Histogram by LukeMathWalker · Pull Request #8 · rust-ndarray/ndarray-stats

LukeMathWalker · 2018-10-03T11:10:44Z

It took me a while, but I managed to pull together a good candidate for histogram-related functionalities (histogram, histogram2d and histogramdd in Numpy).

Bins are formalized in their own submodule, bins:

Bin1d, basic building block, reuses Range* structs from the standard library;
Bins1d, collection of Bin1d;
BinNd, n-dimensional bin. It supports any region in an n-dimensional space that can be expressed as a product of intervals;
BinsNd, collection of n-dimensional bins.
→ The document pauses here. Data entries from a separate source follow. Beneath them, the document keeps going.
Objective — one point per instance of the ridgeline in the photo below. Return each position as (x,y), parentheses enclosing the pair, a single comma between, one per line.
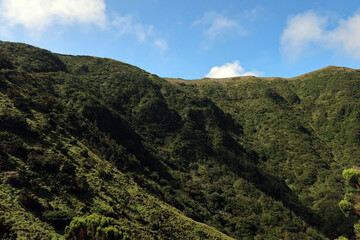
(93,147)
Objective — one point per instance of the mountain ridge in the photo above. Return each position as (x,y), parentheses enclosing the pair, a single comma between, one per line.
(86,135)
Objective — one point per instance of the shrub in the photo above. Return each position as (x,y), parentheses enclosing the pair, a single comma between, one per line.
(96,227)
(345,207)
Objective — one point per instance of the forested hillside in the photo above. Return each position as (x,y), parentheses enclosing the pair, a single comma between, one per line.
(93,147)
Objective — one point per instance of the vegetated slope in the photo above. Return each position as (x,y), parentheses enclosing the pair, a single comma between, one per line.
(305,130)
(82,135)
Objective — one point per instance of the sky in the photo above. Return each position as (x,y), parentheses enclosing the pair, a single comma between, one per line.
(192,39)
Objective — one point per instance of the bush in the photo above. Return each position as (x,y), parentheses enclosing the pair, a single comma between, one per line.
(351,177)
(345,207)
(95,226)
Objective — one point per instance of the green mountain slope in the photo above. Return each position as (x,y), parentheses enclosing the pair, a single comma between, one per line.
(243,158)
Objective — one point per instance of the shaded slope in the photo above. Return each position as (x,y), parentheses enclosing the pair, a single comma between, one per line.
(92,135)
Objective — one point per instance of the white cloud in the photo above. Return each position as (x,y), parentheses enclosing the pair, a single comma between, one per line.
(37,15)
(143,33)
(161,44)
(230,70)
(306,30)
(126,25)
(218,25)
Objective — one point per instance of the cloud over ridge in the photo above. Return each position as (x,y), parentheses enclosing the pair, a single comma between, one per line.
(230,70)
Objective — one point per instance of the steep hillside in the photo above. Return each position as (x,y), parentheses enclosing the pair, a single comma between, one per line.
(247,158)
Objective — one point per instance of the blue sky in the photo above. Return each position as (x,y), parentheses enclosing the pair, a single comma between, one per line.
(193,39)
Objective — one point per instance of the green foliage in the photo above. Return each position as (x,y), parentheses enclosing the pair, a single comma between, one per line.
(244,157)
(95,227)
(345,207)
(351,177)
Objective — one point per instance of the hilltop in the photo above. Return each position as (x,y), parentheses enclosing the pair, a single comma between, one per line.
(243,158)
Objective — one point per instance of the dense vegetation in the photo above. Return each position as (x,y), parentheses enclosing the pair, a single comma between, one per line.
(92,147)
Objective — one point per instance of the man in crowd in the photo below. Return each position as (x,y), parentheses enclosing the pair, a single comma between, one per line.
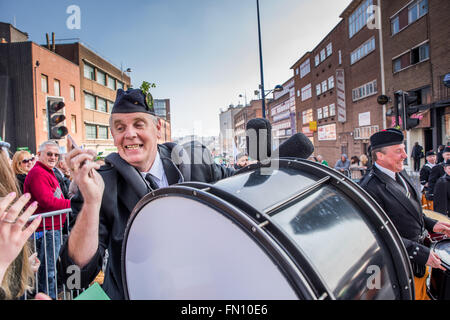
(388,183)
(343,164)
(108,196)
(44,188)
(426,169)
(417,154)
(436,172)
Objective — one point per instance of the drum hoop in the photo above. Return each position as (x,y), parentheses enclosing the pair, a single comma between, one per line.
(380,220)
(433,247)
(274,252)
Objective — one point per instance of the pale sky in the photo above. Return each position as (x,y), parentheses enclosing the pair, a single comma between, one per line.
(200,53)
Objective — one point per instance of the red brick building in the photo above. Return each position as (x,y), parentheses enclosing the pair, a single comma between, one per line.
(29,75)
(417,57)
(99,81)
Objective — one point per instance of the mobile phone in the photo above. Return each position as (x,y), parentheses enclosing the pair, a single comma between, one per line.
(73,144)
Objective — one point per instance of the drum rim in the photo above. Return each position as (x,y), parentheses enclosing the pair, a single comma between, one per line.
(433,247)
(364,201)
(298,283)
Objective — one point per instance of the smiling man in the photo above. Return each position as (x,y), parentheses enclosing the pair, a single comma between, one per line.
(388,183)
(109,194)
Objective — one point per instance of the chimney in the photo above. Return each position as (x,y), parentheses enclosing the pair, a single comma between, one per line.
(53,42)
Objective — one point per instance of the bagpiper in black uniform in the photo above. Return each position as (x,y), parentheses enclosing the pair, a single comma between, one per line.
(401,201)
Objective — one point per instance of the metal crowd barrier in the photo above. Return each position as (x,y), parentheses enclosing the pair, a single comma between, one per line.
(60,290)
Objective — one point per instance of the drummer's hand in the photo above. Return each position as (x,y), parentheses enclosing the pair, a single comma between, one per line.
(442,227)
(434,261)
(83,170)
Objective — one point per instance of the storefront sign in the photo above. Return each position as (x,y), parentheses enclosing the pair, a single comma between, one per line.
(340,87)
(327,132)
(364,119)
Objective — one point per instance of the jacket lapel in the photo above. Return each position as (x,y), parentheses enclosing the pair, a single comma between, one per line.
(172,173)
(398,193)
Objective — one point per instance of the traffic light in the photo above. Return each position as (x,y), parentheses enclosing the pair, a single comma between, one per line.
(410,103)
(56,117)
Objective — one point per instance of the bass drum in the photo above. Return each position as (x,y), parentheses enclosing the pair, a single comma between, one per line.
(290,229)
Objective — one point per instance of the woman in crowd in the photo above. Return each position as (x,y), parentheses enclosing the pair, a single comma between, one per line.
(355,170)
(16,267)
(441,198)
(22,163)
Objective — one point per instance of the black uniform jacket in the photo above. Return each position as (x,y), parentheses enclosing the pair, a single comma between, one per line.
(442,195)
(437,172)
(124,187)
(406,214)
(425,173)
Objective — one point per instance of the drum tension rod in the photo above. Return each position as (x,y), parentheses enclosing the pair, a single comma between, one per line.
(323,296)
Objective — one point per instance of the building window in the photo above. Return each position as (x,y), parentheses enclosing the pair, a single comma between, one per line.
(72,93)
(395,25)
(111,83)
(332,110)
(324,86)
(307,116)
(365,90)
(101,77)
(305,68)
(57,88)
(101,105)
(420,54)
(102,132)
(329,49)
(91,131)
(89,72)
(331,82)
(306,92)
(89,101)
(358,19)
(362,51)
(323,55)
(44,83)
(319,113)
(73,123)
(325,112)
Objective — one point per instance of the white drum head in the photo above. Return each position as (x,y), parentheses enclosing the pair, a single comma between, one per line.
(179,248)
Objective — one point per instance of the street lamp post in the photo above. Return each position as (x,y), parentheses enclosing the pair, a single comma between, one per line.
(260,63)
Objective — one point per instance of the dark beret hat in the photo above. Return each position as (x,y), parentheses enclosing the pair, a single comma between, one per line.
(130,101)
(385,138)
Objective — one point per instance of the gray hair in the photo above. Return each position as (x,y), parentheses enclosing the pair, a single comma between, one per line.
(47,143)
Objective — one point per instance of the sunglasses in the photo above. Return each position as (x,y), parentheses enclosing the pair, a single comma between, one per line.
(50,154)
(28,160)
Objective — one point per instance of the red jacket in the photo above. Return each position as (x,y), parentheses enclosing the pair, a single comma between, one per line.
(44,188)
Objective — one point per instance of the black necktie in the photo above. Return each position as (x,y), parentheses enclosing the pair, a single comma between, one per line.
(403,184)
(150,179)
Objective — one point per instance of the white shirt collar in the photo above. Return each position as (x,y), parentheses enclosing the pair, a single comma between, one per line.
(386,171)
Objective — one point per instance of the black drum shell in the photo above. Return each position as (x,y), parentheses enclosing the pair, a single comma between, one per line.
(262,198)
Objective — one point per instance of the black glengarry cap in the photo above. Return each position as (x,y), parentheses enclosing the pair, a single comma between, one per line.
(385,138)
(130,101)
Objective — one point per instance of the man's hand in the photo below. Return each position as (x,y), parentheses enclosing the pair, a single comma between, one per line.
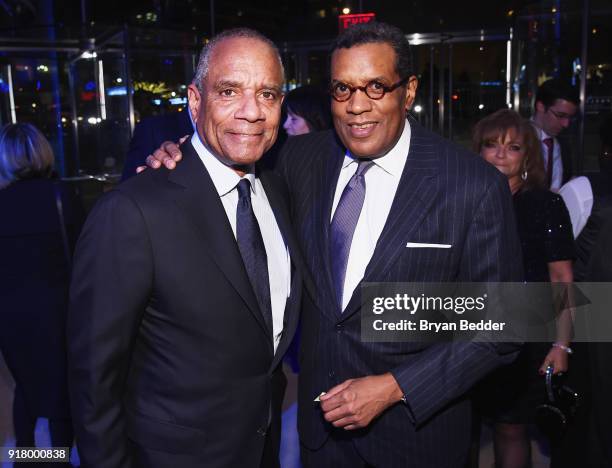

With BinsNd we can express collections of bins that are more general than the ones supported by NumPy.

Two top-level traits are provided to implement an histogram method, for ArrayBase and one-dimensional ArrayBase. Right now the computational complexity is the same, apart from a slightly different API (point being ArrayBase<Data<Elem=T>> or a &T, but I plan to enhance Bin1d::contains to enable an implementation of Bins1d::find that uses binary search. This will probably require to enforce non-overlapping bins at creation time for Bins1d.

I am now going to implement all the different string options for bins in np.histogram_bin_edges as builders, but I wanted to get the PR out to get your feedback on the direction @jturner314

jturner314 · 2018-10-04T05:41:48Z

Thanks for working on this. Unfortunately, I'm not really convinced with the approach.

With BinsNd we can express collections of bins that are more general than the ones supported by NumPy.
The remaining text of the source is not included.